Friday, 6 February 2015

Education In The New Millennium

I originally wrote this piece roughly four months ago. I think it is entirely applicable. So do enjoy my reproduction of ...

Education In The New Millennium

I have been meaning to post this one for about two weeks now. Finally getting around to it, hoping that it will give you all some food for thought.

The incident that inspired this piece happened all the way back on September 10th, when the semester was still fairly young. It resonated within me so much that early the next morning I felt compelled to write about it. Since some of the details contained below could identify the persons mentioned, I sought their respective permissions before putting this piece out for public scrutiny. I hope that it does not fall on deaf ears, including those of my fellows students (and lecturers) at COSTAATT.
  
One of my close friends and fellow student at COSTAATT seems to have a problem. She is nearing her time to graduate and, as most graduating students are, she has some concern about her GPA and the class of degree she will shortly obtain. The particular reason for her concern is one of the final courses that she now has to complete; a course that she must pass to graduate.

The course is one that I happen to have already completed. I did not find it a difficult prospect but I have been told that my knowledge and life experience disqualifies me from being representative of the average student. What I can say is that the lecturer for the course uses a marking system that has little room for flexibility, in that your assigned grade tends to unfailingly show your true proficiency (or lack thereof) in the rules, comprehension and use of the English language.

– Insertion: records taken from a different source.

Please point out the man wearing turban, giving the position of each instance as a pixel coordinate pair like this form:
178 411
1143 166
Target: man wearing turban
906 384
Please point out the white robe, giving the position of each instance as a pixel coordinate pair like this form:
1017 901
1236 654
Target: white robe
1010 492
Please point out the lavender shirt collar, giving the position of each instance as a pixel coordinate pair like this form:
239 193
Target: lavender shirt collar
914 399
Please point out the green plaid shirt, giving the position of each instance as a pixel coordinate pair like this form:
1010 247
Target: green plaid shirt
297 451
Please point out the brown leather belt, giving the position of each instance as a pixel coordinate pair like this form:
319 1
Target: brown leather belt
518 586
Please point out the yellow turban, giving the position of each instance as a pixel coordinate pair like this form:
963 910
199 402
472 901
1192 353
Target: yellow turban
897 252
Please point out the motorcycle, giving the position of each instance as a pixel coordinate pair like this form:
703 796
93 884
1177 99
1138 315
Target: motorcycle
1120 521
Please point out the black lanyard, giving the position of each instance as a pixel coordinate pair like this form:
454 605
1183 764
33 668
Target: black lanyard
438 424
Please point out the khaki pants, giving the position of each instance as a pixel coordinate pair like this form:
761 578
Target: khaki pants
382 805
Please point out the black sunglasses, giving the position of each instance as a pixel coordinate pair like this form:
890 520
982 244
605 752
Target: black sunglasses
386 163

Barely two weeks into the new semester, my friend’s concern is that in her first of a dozen weekly assignments, of which the best five will be used to generate her coursework mark, she has received a grade that COSTAATT’s deems an F. Her immediate concern, as mentioned above, is that she is about to graduate and she does not want this course to pull down her GPA and next thing you know she doesn’t graduate with first class honours.
While I am not dismissive of her concern – who doesn’t want to graduate with the highest class of degree achievable – I am a bit disheartened by her approach to the course at hand because I sincerely doubt that the lecturer is at fault. During my time with the course, the instructions for the weekly assignments were made very clear by the lecturer, including the rubric that will be used to assess these weekly assignments. In addition to this, the lecturer prepares a sample response for each assignment, so that the students have a comparative example to gauge their progress towards an optimal level. As an aside, I will mention that I have been fortunate enough to have produced an effort that supplanted that lecturer’s as the ideal response to one of the assignments (hooray for me!).

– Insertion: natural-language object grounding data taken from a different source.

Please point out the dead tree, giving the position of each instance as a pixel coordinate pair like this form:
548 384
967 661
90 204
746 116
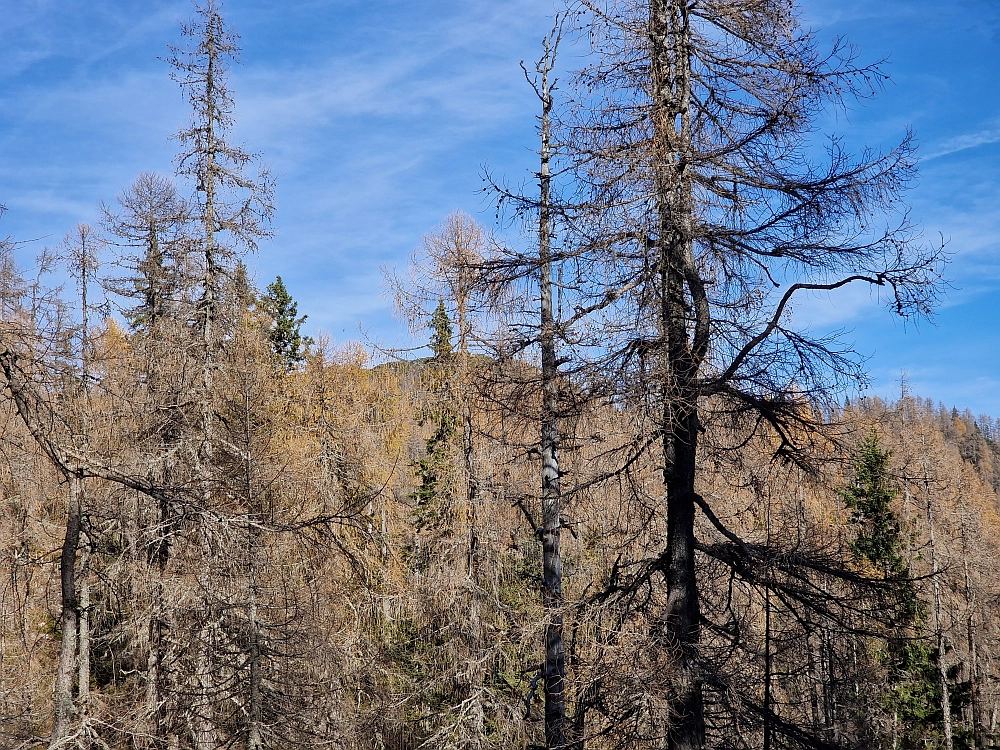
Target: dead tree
701 220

My disheartenment lies with my friend’s attitude towards the assessment of her first assignment. I would think that, knowing that the lecturer is not known to be unfair or to have had some adverse history with her, she should view the grade she received as a clarion call to improve. Clearly, her work in this assignment was less than spectacular, so she should learn from whatever errors were made and seek to improve in the subsequent assignments. Isn’t that what she is here at COSTAATT to do? Isn’t learning the true purpose of education?

In my opinion, I fear that too many of the students at COSTAATT are in a predicament of their own making, like my friend. For them, "I" am here at COSTAATT to earn a degree; actually accepting and acquiring knowledge is an incidental but purely optional benefit. Their emphasis is on developing or using some formula through which they will sail through COSTAATT without having to learn anything or really apply themselves. This formula includes the careful selection of ‘soft’ lecturers with whom good grades with minimum effort (or real learning) are guaranteed. Even to the point of withdrawing from or deferring courses that the ‘hard’ lecturer is teaching until the ‘soft’ one becomes available.

As for me, I can say in COSTAATT that I have never used the hard/soft criterion in choosing the courses I have to do. I, for one, am fully aware of my capabilities and feel that I should do well in whatever class I am enrolled in. That’s right: whatever class with whoever happens to teach it. And that is not arrogance; that is confidence. A confidence that we all should have when facing our academic challenges. A confidence that we are going to apply ourselves to the best of our abilities. A confidence that, with every classroom session, we are going to learn something that we didn’t know before – even things we never knew we never knew. And the additional benefit of the feeling you get when you earn your good grade.

So, my fellow students, I encourage you to abandon this mercenary approach to education that too many of you have taken. Open yourself up to the business of actually learning instead, accepting that higher academia requires some self-improvement as well. When you truly learn, those good grades you crave will come too, with the benefit of understanding the world around you and how it really works. Otherwise, you’ll find that after all this ‘education’ you won’t ever be really ready to find your place and space in this world.